Goodwill is increasing its eCommerce focus amid competition from brands like Poshmark and ThredUp.
“There’s so much competition coming into the market now,” Matt Kaness, chief executive of GoodwillFinds eCommerce, told The New York Times (NYT) in an interview Sunday (Oct. 15).
“So all the donations — the billions of pounds of donations that Goodwill gets every year — is now a massive market that for-profit players are targeting.”
GoodwillFinds is the company’s new online site, and as NYT noted, models itself on other retailers’ sites, with categories like women’s and electronics and a filter that lets shoppers browse by brand, size and color.
“Every purchase made through GoodwillFinds initiates a chain reaction, providing job training, resume assistance, financial education, and essential services to individuals in need within the community where the item was contributed,” PYMNTS wrote earlier this month in a larger report on second-hand retail.

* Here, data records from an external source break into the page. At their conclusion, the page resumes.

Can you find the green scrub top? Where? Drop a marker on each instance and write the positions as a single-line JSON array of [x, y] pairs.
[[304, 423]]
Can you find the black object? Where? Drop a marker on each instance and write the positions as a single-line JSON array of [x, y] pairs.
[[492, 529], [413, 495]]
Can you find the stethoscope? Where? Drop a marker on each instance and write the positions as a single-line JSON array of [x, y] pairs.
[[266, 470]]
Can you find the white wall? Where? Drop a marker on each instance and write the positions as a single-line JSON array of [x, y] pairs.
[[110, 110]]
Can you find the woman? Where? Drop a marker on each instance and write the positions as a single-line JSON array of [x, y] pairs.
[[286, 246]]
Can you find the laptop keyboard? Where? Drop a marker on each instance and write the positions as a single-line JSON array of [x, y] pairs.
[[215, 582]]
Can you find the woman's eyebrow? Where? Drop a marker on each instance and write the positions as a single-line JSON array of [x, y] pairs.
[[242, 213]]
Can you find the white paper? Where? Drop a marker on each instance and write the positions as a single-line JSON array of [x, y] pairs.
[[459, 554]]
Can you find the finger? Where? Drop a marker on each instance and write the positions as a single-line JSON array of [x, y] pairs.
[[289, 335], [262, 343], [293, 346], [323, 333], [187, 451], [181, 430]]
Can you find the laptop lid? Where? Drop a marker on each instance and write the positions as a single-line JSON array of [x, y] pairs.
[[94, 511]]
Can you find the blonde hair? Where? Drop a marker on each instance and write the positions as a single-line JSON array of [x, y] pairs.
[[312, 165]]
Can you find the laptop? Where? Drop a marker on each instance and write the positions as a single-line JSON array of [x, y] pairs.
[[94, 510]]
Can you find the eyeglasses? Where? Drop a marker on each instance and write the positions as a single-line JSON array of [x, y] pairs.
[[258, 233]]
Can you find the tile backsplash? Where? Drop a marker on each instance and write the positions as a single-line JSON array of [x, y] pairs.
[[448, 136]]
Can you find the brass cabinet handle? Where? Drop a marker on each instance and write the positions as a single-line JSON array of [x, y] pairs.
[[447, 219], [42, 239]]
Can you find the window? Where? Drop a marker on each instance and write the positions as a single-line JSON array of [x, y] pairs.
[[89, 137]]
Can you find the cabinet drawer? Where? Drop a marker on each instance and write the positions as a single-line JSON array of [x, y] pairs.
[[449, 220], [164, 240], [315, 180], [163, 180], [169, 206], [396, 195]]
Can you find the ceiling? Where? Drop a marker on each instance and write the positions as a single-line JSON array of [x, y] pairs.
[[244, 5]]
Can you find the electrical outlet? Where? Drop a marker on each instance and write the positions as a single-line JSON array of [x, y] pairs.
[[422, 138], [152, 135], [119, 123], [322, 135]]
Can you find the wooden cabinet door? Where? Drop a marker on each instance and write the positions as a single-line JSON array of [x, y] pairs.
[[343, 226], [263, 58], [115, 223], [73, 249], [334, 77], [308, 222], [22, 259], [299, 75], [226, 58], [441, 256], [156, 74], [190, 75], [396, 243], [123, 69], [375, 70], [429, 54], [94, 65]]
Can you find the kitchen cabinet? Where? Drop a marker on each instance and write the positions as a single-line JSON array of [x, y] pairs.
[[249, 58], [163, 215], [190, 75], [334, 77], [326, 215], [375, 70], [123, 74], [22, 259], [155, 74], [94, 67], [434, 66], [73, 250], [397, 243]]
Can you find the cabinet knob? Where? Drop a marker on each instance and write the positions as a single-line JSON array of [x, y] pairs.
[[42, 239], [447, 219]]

The program began with four regional Goodwills and has since expanded to 10 metropolitan territories, that report said, offering an inventory of 250,000 items, with a goal to list 1 million items by the end of the year.
GoodwillFinds represents “true circularity, which Goodwill has been pioneering for over 100 years,” Kaness said in a statement. “We are building a modern technology and marketing platform that enables reCommerce at scale, which is great for consumers, local communities and our planet.”
According to the report, Goodwill is hoping to attract customers with “high lifetime value” and are examining the commission structure that could eventually help the eCommerce site break even.
And while fans of Goodwill say it’s easier to just drop off clothing with the nonprofit than deal with businesses like The RealReal, Goodwill still feels threatened, the report said. The secondhand retail market is projected to hit $258.8 billion by 2027, but analysts say Goodwill is growing more slowly than its rivals.
“We’re kind of playing catch-up,” Kaness told NYT.
Meanwhile, a separate PYMNTS report in August looked at the wider struggle facing resale initiatives, which often need substantial upfront investments.
Creating a successful resale platform involves infrastructure development, operational costs, marketing efforts, and inventory acquisition. In a difficult retail market, where many brands are already wrestling with falling sales and slim profit margins, investing in resale can be a risk.
“Moreover, brands and retailers must also consider the potential cannibalization of their primary sales channels,” the report said. “By promoting resale, they run the risk of diverting customers away from purchasing new products at full price.”